A Russian whistleblower who died in suspicious circumstances could have been assassinated if he was spying for Britain, an inquest has heard.
But lawyers called for information on whether the 44-year-old was working with British security services to be made public.
Coroner Nicholas Hilliard QC has been examining whether Mr Perepilichnyy was poisoned or died of natural causes.
He collapsed and died while jogging near his home in Surrey in 2012. A police investigation found no evidence of murder at the time.
Mr Perepilichnyy, a millionaire financier, moved to Britain from Moscow in 2009 and handed over documents detailing the alleged involvement of senior Russian officials in a $230m (£175m) tax fraud, while helping a Swiss investigation.
An anti-corruption lawyer leading the probe, Sergei Magnitsky, was imprisoned without trial and died in custody in disputed circumstances.
Bob Moxon Browne QC, representing life insurers Legal and General, called on the court to reject a government bid to keep information on its contact with Mr Perepilichnyy secret, by claiming it is in the national interest.

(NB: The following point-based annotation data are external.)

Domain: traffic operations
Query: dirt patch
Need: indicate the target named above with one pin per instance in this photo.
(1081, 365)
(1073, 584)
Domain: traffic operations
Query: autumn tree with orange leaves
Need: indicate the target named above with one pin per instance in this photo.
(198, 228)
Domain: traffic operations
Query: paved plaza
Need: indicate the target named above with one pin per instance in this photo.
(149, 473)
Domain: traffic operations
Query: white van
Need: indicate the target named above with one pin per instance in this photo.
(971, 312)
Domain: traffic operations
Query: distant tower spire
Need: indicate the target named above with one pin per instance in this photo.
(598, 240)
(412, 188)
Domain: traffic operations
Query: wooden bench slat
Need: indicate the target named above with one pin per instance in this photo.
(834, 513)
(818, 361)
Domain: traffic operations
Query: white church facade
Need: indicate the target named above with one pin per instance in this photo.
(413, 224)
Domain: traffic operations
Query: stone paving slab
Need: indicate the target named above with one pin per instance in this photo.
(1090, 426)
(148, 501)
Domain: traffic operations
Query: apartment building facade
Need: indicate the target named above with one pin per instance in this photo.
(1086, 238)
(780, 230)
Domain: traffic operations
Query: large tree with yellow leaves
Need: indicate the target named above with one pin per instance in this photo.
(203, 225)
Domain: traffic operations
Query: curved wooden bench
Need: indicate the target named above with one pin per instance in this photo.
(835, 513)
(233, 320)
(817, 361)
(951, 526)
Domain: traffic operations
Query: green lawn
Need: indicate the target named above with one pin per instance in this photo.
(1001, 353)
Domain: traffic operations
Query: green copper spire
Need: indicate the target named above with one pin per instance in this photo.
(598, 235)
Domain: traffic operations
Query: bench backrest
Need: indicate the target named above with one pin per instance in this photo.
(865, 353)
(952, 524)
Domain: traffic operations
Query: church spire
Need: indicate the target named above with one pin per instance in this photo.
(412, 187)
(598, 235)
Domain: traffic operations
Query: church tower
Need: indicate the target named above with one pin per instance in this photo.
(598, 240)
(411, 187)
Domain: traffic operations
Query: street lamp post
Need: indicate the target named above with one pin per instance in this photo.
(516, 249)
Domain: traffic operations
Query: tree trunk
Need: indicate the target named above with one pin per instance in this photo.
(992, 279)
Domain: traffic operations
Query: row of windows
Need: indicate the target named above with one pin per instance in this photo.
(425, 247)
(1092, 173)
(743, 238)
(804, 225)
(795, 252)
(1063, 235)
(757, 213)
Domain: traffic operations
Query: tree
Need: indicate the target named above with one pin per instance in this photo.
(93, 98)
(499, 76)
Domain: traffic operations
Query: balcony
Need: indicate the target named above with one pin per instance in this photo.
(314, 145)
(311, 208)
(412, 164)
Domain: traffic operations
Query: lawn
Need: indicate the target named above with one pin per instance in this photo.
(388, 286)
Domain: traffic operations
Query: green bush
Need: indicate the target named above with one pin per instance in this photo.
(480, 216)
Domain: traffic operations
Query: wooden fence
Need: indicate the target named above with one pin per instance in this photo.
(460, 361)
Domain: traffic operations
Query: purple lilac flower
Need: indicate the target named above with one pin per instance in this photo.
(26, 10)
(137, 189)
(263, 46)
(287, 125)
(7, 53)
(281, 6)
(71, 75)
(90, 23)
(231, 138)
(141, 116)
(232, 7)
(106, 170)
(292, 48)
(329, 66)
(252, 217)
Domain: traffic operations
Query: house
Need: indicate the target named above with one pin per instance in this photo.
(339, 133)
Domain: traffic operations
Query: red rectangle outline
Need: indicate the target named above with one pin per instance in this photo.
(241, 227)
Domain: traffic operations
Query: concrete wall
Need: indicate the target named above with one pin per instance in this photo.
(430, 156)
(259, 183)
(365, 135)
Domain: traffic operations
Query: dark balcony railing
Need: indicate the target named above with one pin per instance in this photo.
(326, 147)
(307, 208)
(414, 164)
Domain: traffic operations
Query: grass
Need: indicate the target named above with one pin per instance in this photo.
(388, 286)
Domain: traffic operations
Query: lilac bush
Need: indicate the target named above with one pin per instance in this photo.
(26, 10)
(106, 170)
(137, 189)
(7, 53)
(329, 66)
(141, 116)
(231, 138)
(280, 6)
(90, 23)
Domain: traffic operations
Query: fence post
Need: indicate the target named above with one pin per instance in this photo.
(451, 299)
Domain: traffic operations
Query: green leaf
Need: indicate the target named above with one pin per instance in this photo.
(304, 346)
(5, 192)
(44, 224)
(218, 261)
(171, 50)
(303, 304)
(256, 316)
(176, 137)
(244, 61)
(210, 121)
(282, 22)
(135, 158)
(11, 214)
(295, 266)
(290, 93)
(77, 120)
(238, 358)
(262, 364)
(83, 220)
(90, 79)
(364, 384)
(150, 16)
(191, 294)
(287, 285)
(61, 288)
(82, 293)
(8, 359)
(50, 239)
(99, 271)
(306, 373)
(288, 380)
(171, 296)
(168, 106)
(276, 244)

He said: “My concern was always, so far as this PII (public interest immunity) was concerned, around the single issue which is whether or not British police or the government have evidence that Mr Perepilichnyy was prior to his death working for or in contact with British intelligence.”
He argued there should be an exception to the rule of neither confirming nor denying contact with security services in this case.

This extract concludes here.